Study: Marriage Key to Healthy Economy
The economic well-being of the United States is strongly tied to family structure, a new study suggests. While marriage helps the economy grow, divorce helps it regress.
The Family Research Council’s Marriage and Religion Research Institute’s study shows how intact married-couple families outperform remarried families, divorced families, single-parent families and cohabiting families in the economic areas of: employment status and income; net worth; poverty and welfare receipt; child economic well-being.
“Long-term income, wealth and hence poverty are largely a matter of choice in America today—the choice of marriage and the pathways to it,” Patrick F. Fagan, MARRI senior fellow and director, says in his report.
The study notes that only 5.8 percent of married couples lived in poverty in 2009. Husbands’ employment histories tend to be more stable, and on average they earn almost 30 percent more than unmarried men.

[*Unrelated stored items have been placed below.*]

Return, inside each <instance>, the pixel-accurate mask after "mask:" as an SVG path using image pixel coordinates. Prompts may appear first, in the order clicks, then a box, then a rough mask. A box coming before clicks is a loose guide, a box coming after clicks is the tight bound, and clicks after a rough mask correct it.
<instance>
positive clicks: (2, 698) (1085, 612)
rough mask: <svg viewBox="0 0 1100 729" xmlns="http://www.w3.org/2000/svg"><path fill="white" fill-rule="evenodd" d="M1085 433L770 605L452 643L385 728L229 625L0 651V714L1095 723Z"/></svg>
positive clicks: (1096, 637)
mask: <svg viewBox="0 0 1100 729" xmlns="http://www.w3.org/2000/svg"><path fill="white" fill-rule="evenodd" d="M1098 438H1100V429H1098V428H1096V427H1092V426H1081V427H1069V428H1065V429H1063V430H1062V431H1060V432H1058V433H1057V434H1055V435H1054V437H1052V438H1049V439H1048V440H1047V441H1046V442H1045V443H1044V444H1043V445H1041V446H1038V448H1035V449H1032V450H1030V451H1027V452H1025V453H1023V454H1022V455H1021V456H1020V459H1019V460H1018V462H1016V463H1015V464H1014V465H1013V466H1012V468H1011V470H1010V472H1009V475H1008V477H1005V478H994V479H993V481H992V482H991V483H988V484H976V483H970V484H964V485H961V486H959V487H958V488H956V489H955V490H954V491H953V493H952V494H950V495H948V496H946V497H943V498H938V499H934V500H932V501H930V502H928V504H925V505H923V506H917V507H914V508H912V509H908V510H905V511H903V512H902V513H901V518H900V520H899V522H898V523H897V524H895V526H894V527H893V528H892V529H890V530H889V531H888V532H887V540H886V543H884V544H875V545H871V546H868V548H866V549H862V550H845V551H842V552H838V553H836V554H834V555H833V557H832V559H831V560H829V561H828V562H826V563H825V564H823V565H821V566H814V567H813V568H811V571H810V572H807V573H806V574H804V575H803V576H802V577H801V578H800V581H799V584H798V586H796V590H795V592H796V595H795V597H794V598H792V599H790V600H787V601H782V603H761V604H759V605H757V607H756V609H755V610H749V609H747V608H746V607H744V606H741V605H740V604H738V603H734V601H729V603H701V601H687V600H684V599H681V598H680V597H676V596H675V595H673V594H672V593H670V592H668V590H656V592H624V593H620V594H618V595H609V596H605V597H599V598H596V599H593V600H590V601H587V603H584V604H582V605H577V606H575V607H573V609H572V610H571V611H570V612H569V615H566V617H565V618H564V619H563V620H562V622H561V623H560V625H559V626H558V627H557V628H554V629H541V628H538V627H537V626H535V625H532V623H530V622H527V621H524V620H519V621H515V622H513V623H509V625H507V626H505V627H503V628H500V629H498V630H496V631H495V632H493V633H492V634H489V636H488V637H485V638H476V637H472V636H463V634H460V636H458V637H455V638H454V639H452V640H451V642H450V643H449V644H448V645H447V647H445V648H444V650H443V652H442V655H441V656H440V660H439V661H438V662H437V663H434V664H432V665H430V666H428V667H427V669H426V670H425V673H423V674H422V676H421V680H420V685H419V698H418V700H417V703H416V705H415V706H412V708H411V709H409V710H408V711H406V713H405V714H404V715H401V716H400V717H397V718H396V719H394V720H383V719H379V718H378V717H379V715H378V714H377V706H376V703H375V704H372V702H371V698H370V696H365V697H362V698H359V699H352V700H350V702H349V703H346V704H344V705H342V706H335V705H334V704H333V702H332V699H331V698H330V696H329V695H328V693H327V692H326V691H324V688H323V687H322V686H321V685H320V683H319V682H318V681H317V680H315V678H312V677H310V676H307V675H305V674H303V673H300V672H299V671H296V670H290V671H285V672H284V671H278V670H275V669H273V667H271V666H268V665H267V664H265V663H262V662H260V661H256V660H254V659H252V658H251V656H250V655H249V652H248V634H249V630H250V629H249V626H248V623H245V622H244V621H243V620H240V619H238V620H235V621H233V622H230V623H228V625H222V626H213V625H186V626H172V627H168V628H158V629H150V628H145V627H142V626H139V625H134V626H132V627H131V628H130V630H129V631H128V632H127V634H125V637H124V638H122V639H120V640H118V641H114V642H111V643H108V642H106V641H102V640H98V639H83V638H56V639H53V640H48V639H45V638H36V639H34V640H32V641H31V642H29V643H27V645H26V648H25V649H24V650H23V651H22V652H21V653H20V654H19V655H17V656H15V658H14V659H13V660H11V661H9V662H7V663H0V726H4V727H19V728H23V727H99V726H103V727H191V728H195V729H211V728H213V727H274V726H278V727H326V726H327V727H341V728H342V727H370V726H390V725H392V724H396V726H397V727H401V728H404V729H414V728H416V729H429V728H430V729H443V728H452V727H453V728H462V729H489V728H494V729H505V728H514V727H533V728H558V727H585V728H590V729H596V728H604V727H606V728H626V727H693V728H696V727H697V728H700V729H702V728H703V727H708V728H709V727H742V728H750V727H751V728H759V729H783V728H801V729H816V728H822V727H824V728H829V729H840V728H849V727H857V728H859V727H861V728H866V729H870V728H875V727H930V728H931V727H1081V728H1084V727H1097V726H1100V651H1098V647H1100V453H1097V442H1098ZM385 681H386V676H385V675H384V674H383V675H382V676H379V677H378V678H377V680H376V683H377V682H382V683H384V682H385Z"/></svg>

Wives are less likely to be impoverished, and children experience more economic mobility and less poverty in childhood, making it more likely that they will work their way to better jobs in their lifetimes, the data shows.
Even remarried families can have positive economic outcomes. “Remarriage after divorce increases a family’s income, though income and net worth rarely rise to pre-divorce levels,” Fagan says. He also points out that children are less likely to live in poverty if their mothers remarry, rather than cohabit, after divorce.
“Cohabiting relationships are frequently unstable and of short duration. Cohabitation produces weaker economic outcomes than marriage,” Fagan explains.
On the other hand, divorced families face sudden decreases in their income. Single mothers are 2.83 percent more likely to be impoverished than women who stay married. The study says half of single mothers live in poverty, while an estimated 60 percent live on welfare.
Children of divorced families also experience negative economic effects. “Children of single mothers are at increased likelihood of dependence on welfare benefits during childhood and enjoy less economic mobility than children in married families as adults,” Fagan’s report says.
“There is an intimate relationship between our income and wealth and our sexual culture,” Fagan concludes. “They rise or fall together, and thus, strange though it may seem, there is a significant connection between our sexual culture and our national economic strengths and weaknesses.”